Caring for cops
BLACK RIVER, St Elizabeth — For the past 17 years the Jamaica Constabulary Force’s (JCF) convalescent home here has given holistic care to 139 members of the police force injured in the line of duty, with the majority making a full recovery.
Director of the facility, Deputy Superintendent Stacey-Ann Waldron-Lee last week told the Jamaica Observer that the location can accommodate up to 17 cops at one time.
“We have nine [patients] now. We discharged some prior to the Christmas holiday and sometime [this] week we should be going to the hospital to assess about three persons to see if they meet the criteria for coming here,” said Waldron-Lee.
“When a police officer is injured or has a stroke, when they are at the acute stage they are at the hospital. We facilitate them when they are…recuperating and meet the rehabilitative state. Sometimes it is just to nurse them back to good health,” added Waldron-Lee.
Doctors, nutritionists, psychologists and social workers regularly cater to the needs of the members of the JCF at the facility.
Waldron-Lee, who has been a registered nurse for the past 13 years and a member of the JCF for 25 years, said the convalescent home offers hope to injured and sick police officers.
“Sometimes it is just diabetes that is out of control, hypertension out of control. Sometimes it is based on where they get the gunshot wound, they can’t walk so they are here to get physiotherapy treatment.
“We have lots of success stories where some of our patients…were quadriplegic where from the neck down is paralysed, and we get them to stage where they may not walk but hands can be at least functional to push their wheelchairs or they can get certain gadgets to feed themselves,” Waldron-Lee said.
She pointed out that the recovery rate is high among the cops who receive care at the facility.
“We have patients who get strokes and in two months they are fully functional — walking again, speech no longer slurred, face no longer twisted — and then another person who gets a stroke as well, six months down the road they are still struggling with speech, still can’t walk independently, so it varies.”
She said some police personnel who recuperated at the facility have returned to front-line duties.
“Over our 17 years we have admitted 139 police officers, and over 90 per cent of them return to work effectively. The other remaining go back to work but do light duties like desk work, and others would be working from home or going into an early retirement,” she said.
According to Waldron-Lee, visits are strongly encouraged and facilitated to assist in the recovery of patients.
“It is quite a long visitation. We started relaxing it to the amount of [visitors] because COVID-19 is still [around] but for the most part, if 10 people come in a vehicle to visit a particular patient, we will have them come in two by two.

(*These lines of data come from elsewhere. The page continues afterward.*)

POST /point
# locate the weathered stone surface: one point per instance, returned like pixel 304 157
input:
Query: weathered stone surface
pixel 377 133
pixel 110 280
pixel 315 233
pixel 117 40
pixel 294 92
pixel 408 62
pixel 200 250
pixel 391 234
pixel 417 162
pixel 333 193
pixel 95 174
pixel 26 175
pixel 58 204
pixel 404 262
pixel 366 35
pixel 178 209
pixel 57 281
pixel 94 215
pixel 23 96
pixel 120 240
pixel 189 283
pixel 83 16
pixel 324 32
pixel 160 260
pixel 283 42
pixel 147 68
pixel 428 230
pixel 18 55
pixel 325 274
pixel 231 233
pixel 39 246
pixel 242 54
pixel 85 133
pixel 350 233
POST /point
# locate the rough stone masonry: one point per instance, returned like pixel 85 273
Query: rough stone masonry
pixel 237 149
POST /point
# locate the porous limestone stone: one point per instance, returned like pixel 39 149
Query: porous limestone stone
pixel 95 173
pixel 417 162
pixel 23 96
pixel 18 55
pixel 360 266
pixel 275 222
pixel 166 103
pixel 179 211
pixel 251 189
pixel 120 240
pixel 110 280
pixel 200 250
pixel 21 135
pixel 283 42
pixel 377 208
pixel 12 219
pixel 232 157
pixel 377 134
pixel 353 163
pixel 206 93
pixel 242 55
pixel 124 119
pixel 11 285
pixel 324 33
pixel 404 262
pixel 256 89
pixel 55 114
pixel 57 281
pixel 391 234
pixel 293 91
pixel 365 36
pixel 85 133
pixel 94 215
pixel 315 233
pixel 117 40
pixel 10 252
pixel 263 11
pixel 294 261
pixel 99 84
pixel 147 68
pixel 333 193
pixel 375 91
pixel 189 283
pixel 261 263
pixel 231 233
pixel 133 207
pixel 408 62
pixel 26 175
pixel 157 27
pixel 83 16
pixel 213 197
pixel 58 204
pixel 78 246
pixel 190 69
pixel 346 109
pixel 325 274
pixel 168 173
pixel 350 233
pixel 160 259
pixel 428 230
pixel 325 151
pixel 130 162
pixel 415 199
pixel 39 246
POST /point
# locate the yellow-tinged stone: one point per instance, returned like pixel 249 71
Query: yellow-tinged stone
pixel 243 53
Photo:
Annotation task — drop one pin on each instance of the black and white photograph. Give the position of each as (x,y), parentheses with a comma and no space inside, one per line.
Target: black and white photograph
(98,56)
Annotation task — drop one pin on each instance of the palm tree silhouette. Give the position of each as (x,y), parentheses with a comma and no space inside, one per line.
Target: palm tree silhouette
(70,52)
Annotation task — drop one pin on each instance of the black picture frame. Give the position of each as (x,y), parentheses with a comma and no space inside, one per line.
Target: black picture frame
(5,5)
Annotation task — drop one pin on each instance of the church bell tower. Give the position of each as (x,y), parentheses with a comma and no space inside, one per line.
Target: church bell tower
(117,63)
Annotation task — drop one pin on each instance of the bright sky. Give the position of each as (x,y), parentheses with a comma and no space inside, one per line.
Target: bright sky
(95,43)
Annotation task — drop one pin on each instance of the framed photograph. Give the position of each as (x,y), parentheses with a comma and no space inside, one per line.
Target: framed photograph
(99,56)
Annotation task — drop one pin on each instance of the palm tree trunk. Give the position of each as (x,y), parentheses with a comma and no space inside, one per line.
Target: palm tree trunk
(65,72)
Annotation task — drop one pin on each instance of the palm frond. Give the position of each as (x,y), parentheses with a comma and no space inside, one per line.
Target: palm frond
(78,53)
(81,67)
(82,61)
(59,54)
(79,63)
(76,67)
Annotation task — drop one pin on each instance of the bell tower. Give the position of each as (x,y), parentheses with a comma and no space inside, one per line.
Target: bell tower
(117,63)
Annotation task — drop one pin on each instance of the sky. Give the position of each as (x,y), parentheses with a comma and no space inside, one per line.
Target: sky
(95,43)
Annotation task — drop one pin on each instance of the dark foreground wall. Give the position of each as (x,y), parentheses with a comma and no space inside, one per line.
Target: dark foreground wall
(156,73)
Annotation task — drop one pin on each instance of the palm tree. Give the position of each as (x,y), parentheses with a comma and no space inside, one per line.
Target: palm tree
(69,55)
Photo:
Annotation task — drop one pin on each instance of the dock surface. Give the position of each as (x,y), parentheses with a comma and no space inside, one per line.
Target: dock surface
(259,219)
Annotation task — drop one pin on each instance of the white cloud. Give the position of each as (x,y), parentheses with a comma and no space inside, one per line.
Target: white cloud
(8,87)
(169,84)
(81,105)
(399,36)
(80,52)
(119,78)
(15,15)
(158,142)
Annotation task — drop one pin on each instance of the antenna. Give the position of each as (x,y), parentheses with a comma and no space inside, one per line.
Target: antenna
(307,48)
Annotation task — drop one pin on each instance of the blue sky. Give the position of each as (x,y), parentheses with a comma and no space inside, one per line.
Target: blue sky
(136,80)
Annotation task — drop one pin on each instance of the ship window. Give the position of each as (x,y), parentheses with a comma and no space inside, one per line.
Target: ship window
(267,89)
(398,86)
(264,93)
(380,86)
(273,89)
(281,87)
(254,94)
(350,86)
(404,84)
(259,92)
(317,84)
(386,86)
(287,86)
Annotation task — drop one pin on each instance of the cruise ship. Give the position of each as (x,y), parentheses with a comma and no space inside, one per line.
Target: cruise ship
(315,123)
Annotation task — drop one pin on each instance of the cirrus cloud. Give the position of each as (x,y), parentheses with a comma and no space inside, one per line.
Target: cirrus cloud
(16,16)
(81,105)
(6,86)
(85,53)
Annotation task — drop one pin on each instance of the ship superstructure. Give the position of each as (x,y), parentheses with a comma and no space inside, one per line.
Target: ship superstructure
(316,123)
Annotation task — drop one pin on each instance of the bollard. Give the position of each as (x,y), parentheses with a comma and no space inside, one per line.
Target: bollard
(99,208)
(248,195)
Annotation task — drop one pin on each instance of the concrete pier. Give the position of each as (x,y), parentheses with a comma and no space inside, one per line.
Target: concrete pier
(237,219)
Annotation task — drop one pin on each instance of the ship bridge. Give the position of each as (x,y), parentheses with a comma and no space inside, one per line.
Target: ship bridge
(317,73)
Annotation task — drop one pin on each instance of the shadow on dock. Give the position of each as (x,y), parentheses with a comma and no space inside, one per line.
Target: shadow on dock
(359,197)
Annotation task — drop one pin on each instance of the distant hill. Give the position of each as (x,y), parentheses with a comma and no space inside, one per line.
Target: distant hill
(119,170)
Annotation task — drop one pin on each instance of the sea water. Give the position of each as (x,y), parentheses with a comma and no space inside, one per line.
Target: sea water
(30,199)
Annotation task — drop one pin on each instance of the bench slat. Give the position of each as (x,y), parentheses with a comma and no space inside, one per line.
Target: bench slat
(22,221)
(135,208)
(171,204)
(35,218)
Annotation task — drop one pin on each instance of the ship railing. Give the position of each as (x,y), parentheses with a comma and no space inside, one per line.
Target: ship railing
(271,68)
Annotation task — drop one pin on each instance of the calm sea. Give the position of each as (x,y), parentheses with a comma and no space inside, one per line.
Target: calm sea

We try to encourage visits by family, friends and colleagues.
“Most family members are satisfied with how we care for their loved ones, and police officers are satisfied with how we care for their colleagues,” added Waldron-Lee, who has been working at the home for 10 years (seven as director).
She told the Observer that the facility is supported financially by the Government and well-wishers.
“The Ministry of National Security funds us for the most part but we also get donations from time to time from the ex-police associations — locally and abroad. We have friends of the force who will come and just ask if they can just spend a day of cheer with our patients and bring goodies,” noted Waldron-Lee.